He was given a basic checkup like most doctors like to do and once the doctor concluded that he was in good physical condition (which of course he was; he's a racehorse) the doctor took a look at his foot/paw/hoof/horse walking appendage. After running some tests, the doctor concluded that this was certainly cancer and had it sent in to the lab for further testing.

So a week went by and finally the white horse got a call from his doctor. the doctor told him that the lump on his foot was in fact cancerous and not just that, it was malignant. The doctor predicted that he had little over 3 months to live. Hearing this news put the white horse into a terrible spiral of drinking and depression. He sat around all day, unable to come to terms with the fact that his life was soon to be over. After an intervention by his owner, parents, the black horse and some of his old friends, the horse decided that he wanted to make something of his life; a legacy to leave so that people would remember him. As luck would have it, his old personal trainer who was a mouse had flown in from his home in Chicago for the intervention. The white horse knew he had a favor to ask of his old comrade, so he said to the mouse, "Before I die, I would like to accomplish one more thing--something that everyone will remember." 
The mouse replied, "Well, that's wonderful, but why are you telling me this?" 
The white horse said, "I want to beat the black horse and you're the only one who can help me." 

Unfortunately, by now the black horse was the greatest racehorse to ever live and the white horse had about a month before he was start to become weak from the cancer. So, for 3 weeks, the mouse and the horse trained nonstop and finally on the last week of having any where near the amount of strength needed to beat the black horse the white horse declared his challenge to his best friend and nemesis. The black horse said to the white horse "white horse, you are my best friend and I will not sit back and just let you have this victory. If you want it, you're gonna have to run like you've never run before."

So the horses got on the starting like and some funny little guy with a bucket of chicken and a white beard fired a shot in the air, starting the race.

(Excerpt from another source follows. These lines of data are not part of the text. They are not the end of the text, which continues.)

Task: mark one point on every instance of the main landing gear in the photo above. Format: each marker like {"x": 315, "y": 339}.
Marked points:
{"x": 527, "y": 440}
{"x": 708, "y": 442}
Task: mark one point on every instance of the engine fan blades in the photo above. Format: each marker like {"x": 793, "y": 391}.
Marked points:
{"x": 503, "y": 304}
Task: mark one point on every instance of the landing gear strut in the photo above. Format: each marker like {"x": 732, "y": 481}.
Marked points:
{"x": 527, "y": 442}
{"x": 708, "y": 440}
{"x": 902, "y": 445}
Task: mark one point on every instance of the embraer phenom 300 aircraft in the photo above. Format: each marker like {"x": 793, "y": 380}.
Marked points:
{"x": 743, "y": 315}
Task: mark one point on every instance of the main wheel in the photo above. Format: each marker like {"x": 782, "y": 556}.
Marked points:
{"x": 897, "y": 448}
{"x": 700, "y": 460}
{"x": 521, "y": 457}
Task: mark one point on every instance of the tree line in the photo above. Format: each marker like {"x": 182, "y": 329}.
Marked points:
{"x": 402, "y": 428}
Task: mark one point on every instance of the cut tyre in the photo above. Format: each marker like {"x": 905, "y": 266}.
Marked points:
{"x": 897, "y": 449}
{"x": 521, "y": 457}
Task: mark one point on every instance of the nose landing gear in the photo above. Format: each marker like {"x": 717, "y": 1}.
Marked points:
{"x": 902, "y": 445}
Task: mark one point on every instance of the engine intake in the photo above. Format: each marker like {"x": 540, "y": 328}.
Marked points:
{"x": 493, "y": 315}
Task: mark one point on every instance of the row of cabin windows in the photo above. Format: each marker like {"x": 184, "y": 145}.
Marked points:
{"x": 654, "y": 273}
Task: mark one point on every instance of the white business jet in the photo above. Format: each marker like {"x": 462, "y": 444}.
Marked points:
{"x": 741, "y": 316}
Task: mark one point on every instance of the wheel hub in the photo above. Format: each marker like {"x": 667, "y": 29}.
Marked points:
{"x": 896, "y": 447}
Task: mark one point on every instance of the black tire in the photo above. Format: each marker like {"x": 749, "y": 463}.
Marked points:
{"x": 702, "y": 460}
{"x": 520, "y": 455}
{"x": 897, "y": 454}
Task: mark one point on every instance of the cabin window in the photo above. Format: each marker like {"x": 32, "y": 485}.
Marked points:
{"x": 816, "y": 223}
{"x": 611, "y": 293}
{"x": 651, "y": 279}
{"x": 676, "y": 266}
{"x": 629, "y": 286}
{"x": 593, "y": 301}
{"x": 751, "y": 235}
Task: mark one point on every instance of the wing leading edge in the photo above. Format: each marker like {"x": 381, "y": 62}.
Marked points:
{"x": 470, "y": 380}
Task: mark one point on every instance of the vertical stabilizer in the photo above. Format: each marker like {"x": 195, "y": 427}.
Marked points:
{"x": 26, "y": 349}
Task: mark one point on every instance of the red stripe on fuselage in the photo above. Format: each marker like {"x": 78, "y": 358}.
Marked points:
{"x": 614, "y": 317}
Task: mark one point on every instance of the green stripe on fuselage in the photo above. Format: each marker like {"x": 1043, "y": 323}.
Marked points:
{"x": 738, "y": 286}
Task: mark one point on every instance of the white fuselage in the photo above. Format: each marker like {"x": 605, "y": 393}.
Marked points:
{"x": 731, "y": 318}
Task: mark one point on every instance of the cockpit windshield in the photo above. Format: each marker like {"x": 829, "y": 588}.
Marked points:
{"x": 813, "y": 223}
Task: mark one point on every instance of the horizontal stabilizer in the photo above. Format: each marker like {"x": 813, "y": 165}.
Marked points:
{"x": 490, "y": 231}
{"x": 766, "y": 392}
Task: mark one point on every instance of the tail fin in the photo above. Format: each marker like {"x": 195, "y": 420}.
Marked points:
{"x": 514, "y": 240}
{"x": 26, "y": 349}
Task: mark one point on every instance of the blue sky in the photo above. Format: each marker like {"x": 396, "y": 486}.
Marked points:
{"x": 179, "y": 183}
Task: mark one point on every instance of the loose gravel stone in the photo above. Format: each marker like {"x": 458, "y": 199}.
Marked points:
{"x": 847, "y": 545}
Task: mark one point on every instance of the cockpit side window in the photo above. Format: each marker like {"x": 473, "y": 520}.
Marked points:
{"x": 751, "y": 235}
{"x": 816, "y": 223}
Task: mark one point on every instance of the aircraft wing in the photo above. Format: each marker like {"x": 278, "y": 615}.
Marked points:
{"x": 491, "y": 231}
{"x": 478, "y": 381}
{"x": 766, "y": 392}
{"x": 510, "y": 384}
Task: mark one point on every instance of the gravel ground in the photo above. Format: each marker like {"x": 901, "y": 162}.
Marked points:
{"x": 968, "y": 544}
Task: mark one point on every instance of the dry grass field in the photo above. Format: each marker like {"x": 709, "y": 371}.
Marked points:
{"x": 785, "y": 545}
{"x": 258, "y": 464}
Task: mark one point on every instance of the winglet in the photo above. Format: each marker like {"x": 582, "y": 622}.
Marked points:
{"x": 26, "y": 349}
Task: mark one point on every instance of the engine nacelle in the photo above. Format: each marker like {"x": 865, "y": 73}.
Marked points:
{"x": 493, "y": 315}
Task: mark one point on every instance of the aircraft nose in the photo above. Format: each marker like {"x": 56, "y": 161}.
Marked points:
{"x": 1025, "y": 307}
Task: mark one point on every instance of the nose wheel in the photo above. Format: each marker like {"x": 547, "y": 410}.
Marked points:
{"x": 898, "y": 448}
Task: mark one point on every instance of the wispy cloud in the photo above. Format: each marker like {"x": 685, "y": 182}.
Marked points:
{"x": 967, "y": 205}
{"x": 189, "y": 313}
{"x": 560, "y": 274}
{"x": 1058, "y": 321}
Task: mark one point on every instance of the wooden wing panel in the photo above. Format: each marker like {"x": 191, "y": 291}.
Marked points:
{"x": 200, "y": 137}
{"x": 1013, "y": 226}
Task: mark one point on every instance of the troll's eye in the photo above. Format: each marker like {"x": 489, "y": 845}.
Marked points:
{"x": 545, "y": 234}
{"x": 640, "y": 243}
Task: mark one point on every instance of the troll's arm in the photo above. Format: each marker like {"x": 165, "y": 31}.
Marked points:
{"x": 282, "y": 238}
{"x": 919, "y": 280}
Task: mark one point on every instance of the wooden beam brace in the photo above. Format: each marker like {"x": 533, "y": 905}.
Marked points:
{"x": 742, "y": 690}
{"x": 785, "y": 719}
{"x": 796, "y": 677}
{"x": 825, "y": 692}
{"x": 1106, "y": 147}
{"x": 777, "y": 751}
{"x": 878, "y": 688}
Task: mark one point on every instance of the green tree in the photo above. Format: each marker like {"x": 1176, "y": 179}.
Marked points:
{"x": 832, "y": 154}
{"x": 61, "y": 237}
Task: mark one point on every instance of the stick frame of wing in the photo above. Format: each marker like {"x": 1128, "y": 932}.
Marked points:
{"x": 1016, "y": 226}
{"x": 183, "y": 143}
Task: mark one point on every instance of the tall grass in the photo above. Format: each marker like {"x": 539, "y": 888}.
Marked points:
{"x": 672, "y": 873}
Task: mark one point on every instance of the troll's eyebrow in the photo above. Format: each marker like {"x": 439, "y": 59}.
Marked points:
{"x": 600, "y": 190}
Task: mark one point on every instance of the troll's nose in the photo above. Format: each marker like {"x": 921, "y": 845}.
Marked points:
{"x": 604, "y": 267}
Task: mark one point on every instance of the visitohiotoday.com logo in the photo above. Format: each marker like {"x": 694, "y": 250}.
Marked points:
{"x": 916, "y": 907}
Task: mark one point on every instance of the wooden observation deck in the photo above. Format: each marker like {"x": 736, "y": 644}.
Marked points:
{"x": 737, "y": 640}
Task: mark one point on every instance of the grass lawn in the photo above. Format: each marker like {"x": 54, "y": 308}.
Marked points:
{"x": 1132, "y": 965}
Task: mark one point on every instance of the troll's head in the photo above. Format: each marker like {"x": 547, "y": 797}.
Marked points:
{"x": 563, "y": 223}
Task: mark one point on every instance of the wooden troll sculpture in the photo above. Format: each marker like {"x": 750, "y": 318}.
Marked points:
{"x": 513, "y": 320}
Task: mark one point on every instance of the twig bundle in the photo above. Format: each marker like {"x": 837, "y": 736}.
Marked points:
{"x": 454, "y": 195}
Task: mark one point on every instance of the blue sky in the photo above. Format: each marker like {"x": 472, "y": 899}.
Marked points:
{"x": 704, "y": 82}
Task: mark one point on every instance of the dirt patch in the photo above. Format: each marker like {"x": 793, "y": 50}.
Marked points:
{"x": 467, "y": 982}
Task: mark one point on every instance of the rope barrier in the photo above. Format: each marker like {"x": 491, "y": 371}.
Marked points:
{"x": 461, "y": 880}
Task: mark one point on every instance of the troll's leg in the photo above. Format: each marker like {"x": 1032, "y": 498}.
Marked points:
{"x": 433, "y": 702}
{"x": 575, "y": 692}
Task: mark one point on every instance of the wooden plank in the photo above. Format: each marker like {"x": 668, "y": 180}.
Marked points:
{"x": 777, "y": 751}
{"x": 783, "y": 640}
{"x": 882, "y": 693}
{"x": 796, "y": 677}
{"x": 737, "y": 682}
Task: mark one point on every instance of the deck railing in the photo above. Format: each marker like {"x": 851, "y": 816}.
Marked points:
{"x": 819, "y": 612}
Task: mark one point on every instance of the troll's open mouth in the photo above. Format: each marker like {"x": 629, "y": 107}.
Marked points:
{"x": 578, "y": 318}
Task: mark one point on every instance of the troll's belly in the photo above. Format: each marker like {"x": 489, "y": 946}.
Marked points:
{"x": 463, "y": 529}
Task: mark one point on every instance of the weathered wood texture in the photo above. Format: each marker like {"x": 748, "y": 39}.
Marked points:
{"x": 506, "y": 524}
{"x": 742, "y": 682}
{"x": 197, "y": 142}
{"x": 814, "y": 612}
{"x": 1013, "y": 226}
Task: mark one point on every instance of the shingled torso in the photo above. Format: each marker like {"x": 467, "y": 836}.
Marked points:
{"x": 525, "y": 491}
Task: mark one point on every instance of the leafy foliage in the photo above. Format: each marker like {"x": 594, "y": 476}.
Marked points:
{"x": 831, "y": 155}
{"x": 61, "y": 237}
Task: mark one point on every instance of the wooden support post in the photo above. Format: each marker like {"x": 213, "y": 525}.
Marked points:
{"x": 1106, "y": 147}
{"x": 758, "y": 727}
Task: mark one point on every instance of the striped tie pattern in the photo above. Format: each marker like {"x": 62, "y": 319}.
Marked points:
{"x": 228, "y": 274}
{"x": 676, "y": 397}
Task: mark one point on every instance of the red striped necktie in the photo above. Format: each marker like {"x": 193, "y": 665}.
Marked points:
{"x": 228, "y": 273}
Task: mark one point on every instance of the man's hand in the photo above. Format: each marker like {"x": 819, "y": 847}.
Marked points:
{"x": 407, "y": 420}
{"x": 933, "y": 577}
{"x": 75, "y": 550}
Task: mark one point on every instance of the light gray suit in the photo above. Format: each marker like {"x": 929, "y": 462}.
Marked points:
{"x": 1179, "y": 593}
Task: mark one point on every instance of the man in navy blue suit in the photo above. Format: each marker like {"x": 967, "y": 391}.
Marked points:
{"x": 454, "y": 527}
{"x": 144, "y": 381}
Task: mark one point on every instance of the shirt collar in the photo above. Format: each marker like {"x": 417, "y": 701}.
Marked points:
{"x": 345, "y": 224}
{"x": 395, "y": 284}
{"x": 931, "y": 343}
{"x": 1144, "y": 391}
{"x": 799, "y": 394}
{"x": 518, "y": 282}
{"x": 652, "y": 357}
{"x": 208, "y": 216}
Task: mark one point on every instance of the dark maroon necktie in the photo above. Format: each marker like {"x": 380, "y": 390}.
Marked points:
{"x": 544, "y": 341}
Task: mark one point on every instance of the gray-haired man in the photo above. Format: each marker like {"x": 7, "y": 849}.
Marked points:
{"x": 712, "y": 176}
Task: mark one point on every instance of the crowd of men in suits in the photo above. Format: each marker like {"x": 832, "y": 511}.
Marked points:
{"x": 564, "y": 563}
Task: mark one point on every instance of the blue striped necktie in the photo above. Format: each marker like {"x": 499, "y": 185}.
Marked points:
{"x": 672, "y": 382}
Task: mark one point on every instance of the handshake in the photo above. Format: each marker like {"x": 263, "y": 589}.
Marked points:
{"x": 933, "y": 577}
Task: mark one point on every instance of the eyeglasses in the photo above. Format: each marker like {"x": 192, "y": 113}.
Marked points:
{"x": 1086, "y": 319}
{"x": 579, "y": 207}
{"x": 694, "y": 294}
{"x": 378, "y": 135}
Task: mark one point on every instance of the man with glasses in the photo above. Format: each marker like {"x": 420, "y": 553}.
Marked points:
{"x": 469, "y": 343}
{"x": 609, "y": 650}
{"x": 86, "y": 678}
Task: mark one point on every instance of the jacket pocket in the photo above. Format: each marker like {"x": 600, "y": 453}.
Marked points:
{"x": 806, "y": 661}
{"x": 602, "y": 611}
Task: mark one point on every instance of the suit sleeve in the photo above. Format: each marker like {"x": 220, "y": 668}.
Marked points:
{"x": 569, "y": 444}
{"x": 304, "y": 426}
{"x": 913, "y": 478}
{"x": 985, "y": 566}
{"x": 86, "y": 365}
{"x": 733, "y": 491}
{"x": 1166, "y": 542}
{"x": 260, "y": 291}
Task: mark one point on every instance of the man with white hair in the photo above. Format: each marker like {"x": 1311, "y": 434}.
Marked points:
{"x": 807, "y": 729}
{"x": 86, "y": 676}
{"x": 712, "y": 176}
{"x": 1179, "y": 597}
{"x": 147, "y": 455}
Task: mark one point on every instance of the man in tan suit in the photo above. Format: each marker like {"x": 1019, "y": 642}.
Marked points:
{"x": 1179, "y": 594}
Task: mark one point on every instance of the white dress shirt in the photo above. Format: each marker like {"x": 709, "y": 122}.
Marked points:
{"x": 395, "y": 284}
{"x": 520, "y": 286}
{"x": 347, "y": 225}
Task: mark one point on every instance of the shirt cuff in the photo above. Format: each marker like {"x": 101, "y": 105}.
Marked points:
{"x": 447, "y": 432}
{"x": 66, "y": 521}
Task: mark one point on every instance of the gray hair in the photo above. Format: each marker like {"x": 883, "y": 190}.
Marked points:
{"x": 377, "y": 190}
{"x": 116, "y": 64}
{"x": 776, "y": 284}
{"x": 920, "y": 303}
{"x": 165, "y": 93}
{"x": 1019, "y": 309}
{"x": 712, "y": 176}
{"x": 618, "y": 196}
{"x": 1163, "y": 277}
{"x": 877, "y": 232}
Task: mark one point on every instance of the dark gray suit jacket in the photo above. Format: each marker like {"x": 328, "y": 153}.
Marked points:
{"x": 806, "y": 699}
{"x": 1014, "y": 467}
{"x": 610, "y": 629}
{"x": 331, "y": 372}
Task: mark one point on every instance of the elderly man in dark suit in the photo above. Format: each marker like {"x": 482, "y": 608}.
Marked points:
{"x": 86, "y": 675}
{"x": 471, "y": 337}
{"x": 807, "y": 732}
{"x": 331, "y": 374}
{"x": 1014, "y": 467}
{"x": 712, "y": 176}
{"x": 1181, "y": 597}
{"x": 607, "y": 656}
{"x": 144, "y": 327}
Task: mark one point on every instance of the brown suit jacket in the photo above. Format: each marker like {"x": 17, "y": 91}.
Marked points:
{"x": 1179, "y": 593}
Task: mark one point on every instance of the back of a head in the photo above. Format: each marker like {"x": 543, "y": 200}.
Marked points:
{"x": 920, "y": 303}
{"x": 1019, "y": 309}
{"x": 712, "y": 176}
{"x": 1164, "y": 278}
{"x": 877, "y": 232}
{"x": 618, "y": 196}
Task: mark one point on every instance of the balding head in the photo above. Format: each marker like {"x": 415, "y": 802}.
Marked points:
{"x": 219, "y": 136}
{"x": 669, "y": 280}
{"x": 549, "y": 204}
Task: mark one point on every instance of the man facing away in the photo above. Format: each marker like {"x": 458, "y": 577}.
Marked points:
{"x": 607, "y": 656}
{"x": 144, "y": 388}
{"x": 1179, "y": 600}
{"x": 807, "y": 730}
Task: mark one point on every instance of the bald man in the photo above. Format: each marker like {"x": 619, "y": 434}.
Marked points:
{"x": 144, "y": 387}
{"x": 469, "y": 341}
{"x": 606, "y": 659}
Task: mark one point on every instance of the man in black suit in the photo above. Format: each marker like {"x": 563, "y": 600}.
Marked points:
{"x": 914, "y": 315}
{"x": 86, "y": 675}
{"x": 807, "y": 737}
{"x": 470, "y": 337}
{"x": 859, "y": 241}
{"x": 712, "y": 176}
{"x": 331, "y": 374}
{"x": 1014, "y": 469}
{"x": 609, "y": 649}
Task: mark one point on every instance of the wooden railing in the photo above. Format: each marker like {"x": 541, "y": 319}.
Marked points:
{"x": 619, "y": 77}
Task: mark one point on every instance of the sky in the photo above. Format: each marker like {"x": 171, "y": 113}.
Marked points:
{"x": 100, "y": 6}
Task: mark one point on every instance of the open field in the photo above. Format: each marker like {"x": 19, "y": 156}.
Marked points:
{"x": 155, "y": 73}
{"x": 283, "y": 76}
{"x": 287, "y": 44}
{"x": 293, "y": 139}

The black horse and the white horse took off running. It all came down to the end. They were neck and neck for the first two laps and on the final lap, the white horse reached deep inside himself unleashing every bit of strength and heart he had in him and pulled ahead in time, for a win by the tip of his nose. The black horse was astonished. He exclaimed "Wow, white horse, I didn't think you had it in you! You've never beat me before!" 
The white horse panted back, "I owe it all to my friend and personal trainer, the mouse"
The mouse ran over to congratulate his student. He cheered, "Great job white horse, you worked really hard for this and it paid off for you in the end!"
Upon hearing these kind words from his respected trainer, the white horse exclaimed...
"HOLY SHIT, A TALKING MOUSE?!"


----------



## Encephalon5 (Feb 28, 2011)

If you're just now coming in to this read the first few pages to get an idea of what anti-jokes, or un-jokes are.


----------



## ddtonfire (Feb 28, 2011)

What happens when the anti-jokes thread runs out of anti-jokes?

People start posting long, drawn-out jokes with no punchline.


----------



## Guitarmiester (Feb 28, 2011)

Two SS.org members walk into an ice cream shop.

Tom was watching the evening news when he discovered the piece of plywood in his pocket. No one but his wife had access to his pants, and she had no reason to put it there. And he knew that he hadn't put it there himself. It was all very strange. But you cannot argue with plywood - it was there, and it intended to stay.

"What am I to do with this?" he mumbled, looking towards the hummingbird who was standing casually on the couch, pondering the situation with a peculiar look. Seven was her name, and she had a nest under that couch. Her answer was not to be mistaken.

"You shall build a magnificent pal... oh wait, this fails.


----------



## anthonyfaso (Feb 28, 2011)

What did one lawyer say to the other lawyer?

We're both lawyers.


----------



## Grand Moff Tim (Mar 1, 2011)

Did you hear about the Polish inventor?


Ignacy &#321;ukasiewicz invented the modern kerosene lamp and built the first oil refinery in the world, and went on to become a wealthy man and a beloved philanthropist.


----------



## Daemoniac (Mar 1, 2011)

A dog walks into a bar.

The bartender calls animal control who promptly chase the dog down and take it to the pound.


----------



## Stealth7 (Mar 1, 2011)

What's 12 Inches long, Purple and makes a women scream?



Cot Death.


----------



## DaddleCecapitation (Mar 1, 2011)

A man decides he wants to build his own house. The schematics he comes across requires the builder to acquire 9,999 bricks exactly. He finds a dealer who is willing to sell him 10,000 bricks for a great price so he makes the purchase.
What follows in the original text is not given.